Carson Addresses National Debt, Taxes at Liberty U

Historians call this lunacy.

Advertisement

Carson has cited the two claims several times in the past 27 years.

Carson called the public debt a crisis, and like Barack Obama and Thomas Jefferson have said, argued that passing public debt from the Treasury to future generations of Americans is “immoral”.

Carson’s communications manager Doug Watts told The Daily Beast that his candidate’s answer tonight was consistent with his previous statements. Hanging in the hallway of the retired neurosurgeon’s Maryland home is a portrait showing Jesus wrapping his arm around Carson. In the painting, Carson is larger than Jesus.

And so it may seem during these fine days in the charmed life of Ben Carson.

He admitted last week that he lied about earning a prestigious scholarship to West Point in a story from his 1996 autobiography, “Gifted Hands” and has been forced to defend himself against accusations that he lied about, or exaggerated, his violent outbursts as a child and teenager. Leaders of the Southern Baptist Convention Pastors’ Conference asked Carson in April to abandon a speaking slot in front of the clergy group.

Carson was introduced by Liberty University President Jerry Falwell, though Falwell acknowledged that Carson needs little introduction.

When the candidates were asked whether they supported current efforts to raise the minimum wage, known collectively as the “Fight for 15”, Carson said he unequivocally would not endorse these efforts. “Thank you, Lord, for a man who understands that leadership begins at the feet of Jesus”.
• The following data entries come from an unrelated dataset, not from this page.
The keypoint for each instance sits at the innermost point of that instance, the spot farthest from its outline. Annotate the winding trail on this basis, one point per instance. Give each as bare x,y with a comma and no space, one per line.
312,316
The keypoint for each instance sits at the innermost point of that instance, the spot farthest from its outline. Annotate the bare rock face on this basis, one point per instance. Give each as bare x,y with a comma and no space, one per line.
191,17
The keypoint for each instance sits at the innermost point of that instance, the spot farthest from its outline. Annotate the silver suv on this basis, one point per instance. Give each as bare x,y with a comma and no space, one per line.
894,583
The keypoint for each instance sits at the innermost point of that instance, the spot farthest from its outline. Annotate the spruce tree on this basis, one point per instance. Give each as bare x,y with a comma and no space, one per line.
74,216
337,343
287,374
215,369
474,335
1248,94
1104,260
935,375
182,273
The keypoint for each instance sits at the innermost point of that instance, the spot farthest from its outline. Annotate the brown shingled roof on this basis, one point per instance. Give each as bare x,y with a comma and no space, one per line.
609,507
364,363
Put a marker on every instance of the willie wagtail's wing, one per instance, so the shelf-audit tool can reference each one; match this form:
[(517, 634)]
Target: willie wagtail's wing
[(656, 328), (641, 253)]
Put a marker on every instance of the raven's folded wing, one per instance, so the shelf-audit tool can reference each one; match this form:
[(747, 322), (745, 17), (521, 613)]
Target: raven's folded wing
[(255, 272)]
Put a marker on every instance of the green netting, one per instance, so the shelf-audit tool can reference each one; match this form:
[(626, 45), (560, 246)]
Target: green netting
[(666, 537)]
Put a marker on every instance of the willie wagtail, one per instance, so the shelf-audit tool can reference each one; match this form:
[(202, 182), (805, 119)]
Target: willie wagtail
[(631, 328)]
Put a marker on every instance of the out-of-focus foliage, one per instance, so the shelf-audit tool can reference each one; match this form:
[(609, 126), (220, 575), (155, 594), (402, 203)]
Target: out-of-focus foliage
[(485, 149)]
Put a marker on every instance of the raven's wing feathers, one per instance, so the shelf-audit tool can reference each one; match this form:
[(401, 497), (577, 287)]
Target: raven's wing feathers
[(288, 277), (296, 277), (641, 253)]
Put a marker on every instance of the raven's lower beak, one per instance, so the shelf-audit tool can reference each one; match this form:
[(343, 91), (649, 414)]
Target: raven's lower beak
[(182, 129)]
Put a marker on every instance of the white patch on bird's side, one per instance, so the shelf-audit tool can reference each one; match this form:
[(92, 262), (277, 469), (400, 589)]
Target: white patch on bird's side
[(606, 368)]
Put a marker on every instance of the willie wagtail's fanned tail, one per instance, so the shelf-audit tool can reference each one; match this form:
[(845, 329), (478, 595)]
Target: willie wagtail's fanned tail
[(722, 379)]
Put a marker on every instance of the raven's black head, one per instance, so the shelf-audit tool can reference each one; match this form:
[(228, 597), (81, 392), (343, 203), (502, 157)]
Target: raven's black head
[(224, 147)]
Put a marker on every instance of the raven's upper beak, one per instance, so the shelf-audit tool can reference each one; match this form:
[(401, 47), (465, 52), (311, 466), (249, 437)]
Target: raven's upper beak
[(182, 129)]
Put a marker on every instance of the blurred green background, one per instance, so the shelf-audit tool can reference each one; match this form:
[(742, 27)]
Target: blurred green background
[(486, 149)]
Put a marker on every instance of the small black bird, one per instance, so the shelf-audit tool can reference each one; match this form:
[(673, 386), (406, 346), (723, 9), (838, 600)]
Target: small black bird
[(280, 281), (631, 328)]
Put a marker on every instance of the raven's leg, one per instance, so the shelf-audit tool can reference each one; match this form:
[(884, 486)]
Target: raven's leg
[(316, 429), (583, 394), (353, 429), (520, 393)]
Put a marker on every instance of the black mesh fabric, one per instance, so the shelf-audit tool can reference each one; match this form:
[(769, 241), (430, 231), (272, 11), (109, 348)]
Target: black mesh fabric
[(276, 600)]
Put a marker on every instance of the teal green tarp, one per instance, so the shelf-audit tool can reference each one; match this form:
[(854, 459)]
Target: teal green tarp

“Their research teams are not very good”, Carson said over the phone. “So whose plan would God endorse then, doctor?” Carson promised, if elected president, to push Congress to make this a matter of national law. He said he had “no problem with being vetted”.

Thompson said that Carson related well to the student body as he spoke in Convocation, relaying a few of his background, including being raised in a single-parent household and struggles in school. “Every single day, every other day or every week, you know, they’re going to come out with, “Well, you said this when you were 13.’ And the whole point is to distract the populus, distract me”. “It requires a lot more faith than what I believe”, he said. So why is the emphasis on whether or not the story is true, as opposed to what he unapologetically says he did? “They know how religious he is and they give him the benefit of the doubt”, Vatz said.

“My advice would be Proverbs 3, 5, and 6. He will direct your path”. And Ben Carson was in the class, ‘” said Bakal, who noted he wasn’t actually present during the taking of the fake test. “We did a mock parody of the Yale Daily News during the exam period in January 1970, and in this parody we had a box that said: ‘So-and-so section of the exam has been lost in a fire.

Advertisement

Such humility inspired Carson to hang the portrait of him with Jesus – and to claim God’s endorsement Wednesday.